## On different ways to take limits

One of the most fundamental notions in modern mathematics is the notion of limit. And to define limit of a sequence, the only structure needed is a Hausdorff topology (if we want the limit to be unique). One definition of the limit of a sequence is:

Definition 1 (Limit) Let ${\{x_n\}_{n\in {\mathbb N}}}$ be a sequence in a Hausdorff space. Then we say that the limit of the sequence is ${x}$ if for any open neighborhood ${U}$ of ${x}$ there is a finite set ${A\subset {\mathbb N}}$ such that ${x_n\in U}$ for all ${n\notin A}$.

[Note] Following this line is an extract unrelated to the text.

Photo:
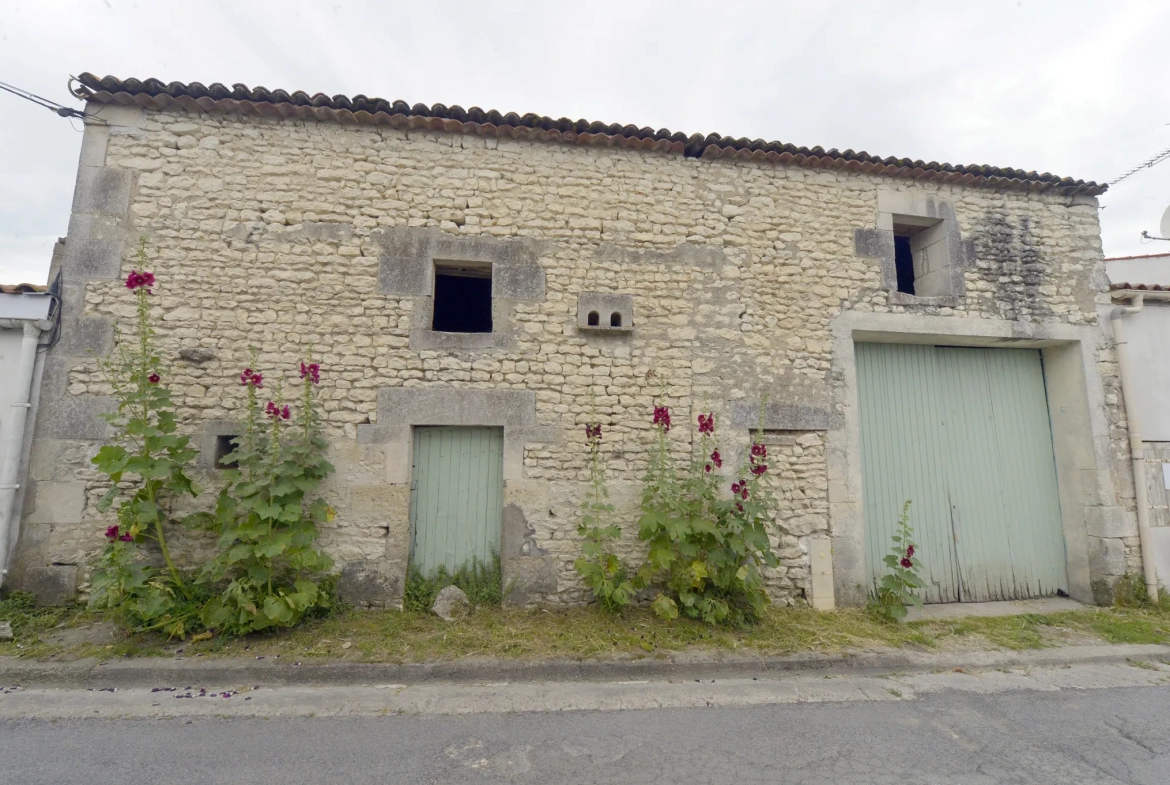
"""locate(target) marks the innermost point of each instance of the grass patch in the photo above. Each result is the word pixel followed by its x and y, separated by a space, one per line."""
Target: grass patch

This may not be exactly the definition used most times, but is clearly equivalent. One issue that arises with the limit is that it may not exist, so any time one wants to say something about the limit of a sequence, one has to prove first that the limit exist. Several classical techniques are used to do this, for instance, if the it’s a sequence of real numbers, both ${\limsup}$ and ${\liminf}$ of the sequence are defined, and they coincide if and only if the sequence has a limit. Other crucial idea, for sequences in complete metric spaces, is that one can tell if a sequence is convergent by information only inside the sequence, namely the property of being a Cauchy sequence.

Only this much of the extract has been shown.